When information is understood as statements rather than numbers to be decoded, it appears that information to be represented by the brain is much richer than implied by the usual notion inspired by Shannon’s communication theory. In particular, the problem of perception is not just to relate a vector of numbers (e.g. firing rates) to a particular set of parameters representing an object in the world. What is to be perceived is much richer than that. For example, in a visual scene, there could be Paul, a person I know, wearing a new sweater, sitting in a car. What is important here is that a scene is not just a “bag of objects”: objects have relationships with each other, and there are many possible different relationships. For example there is a car and there is Paul, and Paul is in a specific relationship with the car, that of “sitting in it”.
Unfortunately this does not fit well with the concept of “neural assemblies”, which is the mainstream assumption about how things we perceive are represented in the brain. If it is true that any given object is represented by the firing of a given assembly of neurons, then several objects should be represented by the firing of a bigger assembly of neurons, the union of all assemblies, one for each object. Several authors have noted that this may lead to the “superposition catastrophe”, i.e., there may be different sets of objects whose representations are fused into the same big assembly. But let us assume that this problem has somehow been solved and that there is no possible confusion. Still, the representation of a scene can be nothing else than an unstructured “bag of objects”, there are no relationships between objects in the assembly representation. One way to save the assembly concept is to consider that there are combination assemblies, which code for specific combinations of things, perhaps in a particular relationship. But this cannot work if it is the first time I see Paul in that sweater. There is a fundamental problem with the concept of neural assembly, which is that there is representation of relations, only of things to be related. In analogy with language, there is no syntax in the concept of neural assemblies. This is actually the analogy chosen by Buzsaki in his recent Neuron review (2010).
This remark, mostly made in the context of the binding problem, has led authors such as von der Malsburg to postulate that synchrony is used to bind the features of an object, as represented by neural firing.

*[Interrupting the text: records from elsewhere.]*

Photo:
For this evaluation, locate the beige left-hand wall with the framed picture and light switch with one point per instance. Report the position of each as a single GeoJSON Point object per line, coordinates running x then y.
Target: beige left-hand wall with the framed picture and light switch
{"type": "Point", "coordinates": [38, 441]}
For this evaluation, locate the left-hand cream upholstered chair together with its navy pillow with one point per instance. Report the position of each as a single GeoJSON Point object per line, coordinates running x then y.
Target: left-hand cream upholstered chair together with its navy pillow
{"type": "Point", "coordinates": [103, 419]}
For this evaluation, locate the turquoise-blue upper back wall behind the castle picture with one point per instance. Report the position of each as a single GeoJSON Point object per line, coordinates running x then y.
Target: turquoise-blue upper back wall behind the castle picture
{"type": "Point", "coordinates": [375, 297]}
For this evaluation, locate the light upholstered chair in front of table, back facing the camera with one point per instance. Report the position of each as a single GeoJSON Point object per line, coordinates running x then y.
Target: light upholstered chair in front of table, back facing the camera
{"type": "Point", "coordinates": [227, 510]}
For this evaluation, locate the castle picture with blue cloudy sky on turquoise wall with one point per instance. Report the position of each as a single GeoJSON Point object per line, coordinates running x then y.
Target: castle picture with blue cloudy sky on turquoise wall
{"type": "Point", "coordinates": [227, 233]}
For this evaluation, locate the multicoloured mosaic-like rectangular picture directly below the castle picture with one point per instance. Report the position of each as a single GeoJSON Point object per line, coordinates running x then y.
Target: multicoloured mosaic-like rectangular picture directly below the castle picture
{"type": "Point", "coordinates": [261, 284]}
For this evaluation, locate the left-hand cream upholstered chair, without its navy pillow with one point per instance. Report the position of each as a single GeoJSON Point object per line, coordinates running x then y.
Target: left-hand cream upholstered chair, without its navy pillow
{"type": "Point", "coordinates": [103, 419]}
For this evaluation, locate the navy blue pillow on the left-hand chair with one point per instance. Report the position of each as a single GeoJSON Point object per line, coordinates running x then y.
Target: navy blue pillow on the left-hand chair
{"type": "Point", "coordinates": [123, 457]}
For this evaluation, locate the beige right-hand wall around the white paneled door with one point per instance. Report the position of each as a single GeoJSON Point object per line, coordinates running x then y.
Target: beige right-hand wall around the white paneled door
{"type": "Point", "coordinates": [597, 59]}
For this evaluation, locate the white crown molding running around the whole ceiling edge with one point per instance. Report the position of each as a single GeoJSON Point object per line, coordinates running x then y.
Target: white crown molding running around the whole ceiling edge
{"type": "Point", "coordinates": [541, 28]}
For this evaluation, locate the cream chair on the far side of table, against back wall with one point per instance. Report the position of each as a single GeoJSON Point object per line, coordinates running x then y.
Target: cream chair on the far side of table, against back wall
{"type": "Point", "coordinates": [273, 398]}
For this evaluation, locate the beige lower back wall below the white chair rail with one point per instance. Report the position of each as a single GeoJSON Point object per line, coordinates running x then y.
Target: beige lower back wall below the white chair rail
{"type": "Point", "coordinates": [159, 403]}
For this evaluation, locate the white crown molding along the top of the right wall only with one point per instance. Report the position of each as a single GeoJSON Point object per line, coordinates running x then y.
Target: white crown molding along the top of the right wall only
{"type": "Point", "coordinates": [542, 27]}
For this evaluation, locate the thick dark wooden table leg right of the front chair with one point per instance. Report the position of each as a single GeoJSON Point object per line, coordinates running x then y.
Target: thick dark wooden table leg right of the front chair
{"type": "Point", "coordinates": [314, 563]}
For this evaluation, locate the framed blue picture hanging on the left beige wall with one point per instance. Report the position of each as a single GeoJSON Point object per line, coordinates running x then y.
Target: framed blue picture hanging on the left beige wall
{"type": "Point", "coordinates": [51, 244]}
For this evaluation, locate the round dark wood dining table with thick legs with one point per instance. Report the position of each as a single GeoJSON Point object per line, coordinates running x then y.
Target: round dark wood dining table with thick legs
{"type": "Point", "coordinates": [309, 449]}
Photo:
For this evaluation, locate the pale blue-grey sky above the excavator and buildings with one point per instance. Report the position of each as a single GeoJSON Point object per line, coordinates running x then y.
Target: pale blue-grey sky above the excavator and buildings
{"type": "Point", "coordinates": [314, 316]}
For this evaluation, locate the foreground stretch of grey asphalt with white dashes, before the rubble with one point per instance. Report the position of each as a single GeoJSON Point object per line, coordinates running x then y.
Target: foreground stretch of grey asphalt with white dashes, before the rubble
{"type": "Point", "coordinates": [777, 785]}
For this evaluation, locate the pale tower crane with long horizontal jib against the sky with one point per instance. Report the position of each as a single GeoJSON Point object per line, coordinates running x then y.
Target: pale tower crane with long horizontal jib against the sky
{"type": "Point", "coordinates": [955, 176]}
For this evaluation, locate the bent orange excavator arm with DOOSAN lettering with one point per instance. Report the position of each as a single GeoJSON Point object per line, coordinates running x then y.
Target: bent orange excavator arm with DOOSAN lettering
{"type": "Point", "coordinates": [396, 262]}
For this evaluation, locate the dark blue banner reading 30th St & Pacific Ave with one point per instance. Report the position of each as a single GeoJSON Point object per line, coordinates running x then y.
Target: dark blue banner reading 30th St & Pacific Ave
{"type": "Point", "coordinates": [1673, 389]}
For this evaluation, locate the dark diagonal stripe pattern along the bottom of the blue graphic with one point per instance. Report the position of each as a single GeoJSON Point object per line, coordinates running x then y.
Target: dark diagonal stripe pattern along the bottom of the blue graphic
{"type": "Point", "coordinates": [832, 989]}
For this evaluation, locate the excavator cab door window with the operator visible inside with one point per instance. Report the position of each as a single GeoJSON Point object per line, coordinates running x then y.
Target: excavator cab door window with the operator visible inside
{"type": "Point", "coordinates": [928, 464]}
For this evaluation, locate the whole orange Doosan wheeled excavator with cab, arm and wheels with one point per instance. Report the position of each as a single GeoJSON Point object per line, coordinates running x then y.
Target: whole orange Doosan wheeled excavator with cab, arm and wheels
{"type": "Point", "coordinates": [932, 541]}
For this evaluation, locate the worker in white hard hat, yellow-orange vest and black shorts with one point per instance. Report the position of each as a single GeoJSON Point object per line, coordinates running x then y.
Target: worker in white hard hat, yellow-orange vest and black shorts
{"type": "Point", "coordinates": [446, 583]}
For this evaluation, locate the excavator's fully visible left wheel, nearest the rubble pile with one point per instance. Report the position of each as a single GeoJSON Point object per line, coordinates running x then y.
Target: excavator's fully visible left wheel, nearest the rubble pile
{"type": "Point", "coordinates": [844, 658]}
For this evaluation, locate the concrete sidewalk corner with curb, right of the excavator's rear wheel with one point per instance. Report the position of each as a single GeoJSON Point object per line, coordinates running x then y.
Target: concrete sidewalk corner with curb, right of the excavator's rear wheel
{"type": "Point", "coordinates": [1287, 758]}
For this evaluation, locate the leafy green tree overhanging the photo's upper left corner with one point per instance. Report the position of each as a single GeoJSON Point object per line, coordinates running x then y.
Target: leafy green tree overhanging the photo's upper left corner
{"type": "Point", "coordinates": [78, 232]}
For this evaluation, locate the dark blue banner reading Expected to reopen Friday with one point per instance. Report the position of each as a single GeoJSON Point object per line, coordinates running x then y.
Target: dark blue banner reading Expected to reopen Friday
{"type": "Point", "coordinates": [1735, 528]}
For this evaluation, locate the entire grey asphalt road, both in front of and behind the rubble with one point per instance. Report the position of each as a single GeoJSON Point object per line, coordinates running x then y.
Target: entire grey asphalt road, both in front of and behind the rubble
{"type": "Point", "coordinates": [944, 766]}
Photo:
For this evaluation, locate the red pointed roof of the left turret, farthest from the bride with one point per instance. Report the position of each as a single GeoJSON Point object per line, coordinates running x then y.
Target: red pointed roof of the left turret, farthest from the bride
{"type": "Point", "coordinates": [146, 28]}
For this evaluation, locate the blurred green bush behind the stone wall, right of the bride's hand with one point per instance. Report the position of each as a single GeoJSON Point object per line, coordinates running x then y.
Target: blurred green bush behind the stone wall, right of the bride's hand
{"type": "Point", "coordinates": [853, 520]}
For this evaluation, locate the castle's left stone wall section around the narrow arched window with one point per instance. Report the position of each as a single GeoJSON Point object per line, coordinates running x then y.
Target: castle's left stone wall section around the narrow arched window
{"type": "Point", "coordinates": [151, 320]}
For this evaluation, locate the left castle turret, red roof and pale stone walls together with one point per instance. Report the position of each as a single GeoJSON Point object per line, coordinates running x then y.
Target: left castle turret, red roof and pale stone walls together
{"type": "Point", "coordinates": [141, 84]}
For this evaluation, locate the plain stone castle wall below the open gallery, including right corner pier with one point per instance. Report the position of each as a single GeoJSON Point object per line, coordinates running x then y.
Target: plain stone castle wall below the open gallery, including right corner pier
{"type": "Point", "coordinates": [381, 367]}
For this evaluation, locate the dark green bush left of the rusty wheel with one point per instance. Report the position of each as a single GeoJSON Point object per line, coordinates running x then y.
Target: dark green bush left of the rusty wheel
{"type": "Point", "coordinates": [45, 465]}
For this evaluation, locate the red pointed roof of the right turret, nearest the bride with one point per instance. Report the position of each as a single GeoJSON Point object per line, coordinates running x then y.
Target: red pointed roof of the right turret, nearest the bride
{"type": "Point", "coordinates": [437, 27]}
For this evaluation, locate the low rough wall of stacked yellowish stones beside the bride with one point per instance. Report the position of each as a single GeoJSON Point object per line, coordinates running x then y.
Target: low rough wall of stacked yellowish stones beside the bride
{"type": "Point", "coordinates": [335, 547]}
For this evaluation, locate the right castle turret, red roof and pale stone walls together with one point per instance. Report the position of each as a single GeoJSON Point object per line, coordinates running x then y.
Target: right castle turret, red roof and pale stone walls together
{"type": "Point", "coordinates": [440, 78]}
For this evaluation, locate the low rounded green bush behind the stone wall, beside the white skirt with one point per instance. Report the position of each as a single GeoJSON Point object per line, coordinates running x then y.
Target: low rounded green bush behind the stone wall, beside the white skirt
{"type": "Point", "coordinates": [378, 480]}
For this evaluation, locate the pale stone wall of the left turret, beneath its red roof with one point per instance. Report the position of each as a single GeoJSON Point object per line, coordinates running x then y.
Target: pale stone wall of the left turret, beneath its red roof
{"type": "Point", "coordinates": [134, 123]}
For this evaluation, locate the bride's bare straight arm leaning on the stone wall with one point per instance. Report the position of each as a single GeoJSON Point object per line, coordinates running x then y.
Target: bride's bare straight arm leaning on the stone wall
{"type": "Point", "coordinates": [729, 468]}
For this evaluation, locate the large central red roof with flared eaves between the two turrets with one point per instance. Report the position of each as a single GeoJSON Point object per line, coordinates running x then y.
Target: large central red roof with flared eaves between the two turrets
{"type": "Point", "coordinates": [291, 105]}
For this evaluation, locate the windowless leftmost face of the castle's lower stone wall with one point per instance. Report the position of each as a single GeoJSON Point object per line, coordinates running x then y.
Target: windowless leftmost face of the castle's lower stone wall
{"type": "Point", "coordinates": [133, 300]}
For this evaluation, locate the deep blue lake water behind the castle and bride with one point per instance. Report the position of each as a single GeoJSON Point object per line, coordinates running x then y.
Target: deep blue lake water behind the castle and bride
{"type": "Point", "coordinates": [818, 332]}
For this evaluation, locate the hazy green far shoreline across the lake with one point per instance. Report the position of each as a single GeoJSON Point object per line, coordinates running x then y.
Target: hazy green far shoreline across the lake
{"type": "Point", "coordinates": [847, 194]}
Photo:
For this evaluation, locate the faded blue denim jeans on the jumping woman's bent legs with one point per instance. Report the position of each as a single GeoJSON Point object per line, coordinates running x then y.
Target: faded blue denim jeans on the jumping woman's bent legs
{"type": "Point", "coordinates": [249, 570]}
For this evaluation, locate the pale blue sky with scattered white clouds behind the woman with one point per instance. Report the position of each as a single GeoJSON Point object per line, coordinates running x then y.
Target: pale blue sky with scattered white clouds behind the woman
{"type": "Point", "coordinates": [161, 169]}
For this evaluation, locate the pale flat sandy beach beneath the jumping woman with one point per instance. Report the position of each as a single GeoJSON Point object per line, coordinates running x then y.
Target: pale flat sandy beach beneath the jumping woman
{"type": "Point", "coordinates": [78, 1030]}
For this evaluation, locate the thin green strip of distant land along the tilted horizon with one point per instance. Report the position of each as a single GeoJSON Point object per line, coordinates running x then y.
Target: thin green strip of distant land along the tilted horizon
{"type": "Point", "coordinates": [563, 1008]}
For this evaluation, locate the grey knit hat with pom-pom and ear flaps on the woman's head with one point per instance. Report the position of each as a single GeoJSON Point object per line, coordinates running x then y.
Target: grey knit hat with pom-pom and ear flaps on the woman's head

This avoids the superposition catastrophe because at a given time, only one object is represented by neural firing. It also addresses the problem of composition: by defining different timescales for synchrony, one may build representations for objects composed of parts, possibly in a recursive manner. However, the analogy of language shows that this is not going to be enough, because only one type of relation can be represented in this way. But the same analogy also shows that it is conceptually possible to represent structures as complex as linguistic structure by using time, in analogy with the flow of a sentence. Just for the sake of argument, and I do not mean that this is a plausible proposition (although it could be), you could imagine that assemblies can code either things (Paul, a car, a jumper) or relations between things (sitting, wearing), that only one assembly would be active at a time, and that the order of activation indicate which things a relation applies to. Here not only synchrony is important, but also the order of spikes. This idea is quite similar to Buszaki’s “neural syntax” (based on oscillations), but I would like to emphasize a point that I believe has not been noticed: that assemblies must stand not only for things but also for relations between things (note that “things” can also be thought of relations, and in this case we are speaking of relations of different orders).
All this discussion, of course, is only meant to save the concept of neural assembly and perhaps one might simply consider that a completely different concept should be looked for. I do not discard this more radical possibility. However, I note that if it is admitted that neurons interact mostly with spikes, then somehow the spatio-temporal pattern of spikes is the only way that information can be carried. Unless, perhaps, we are completely misled by the notion of “information”.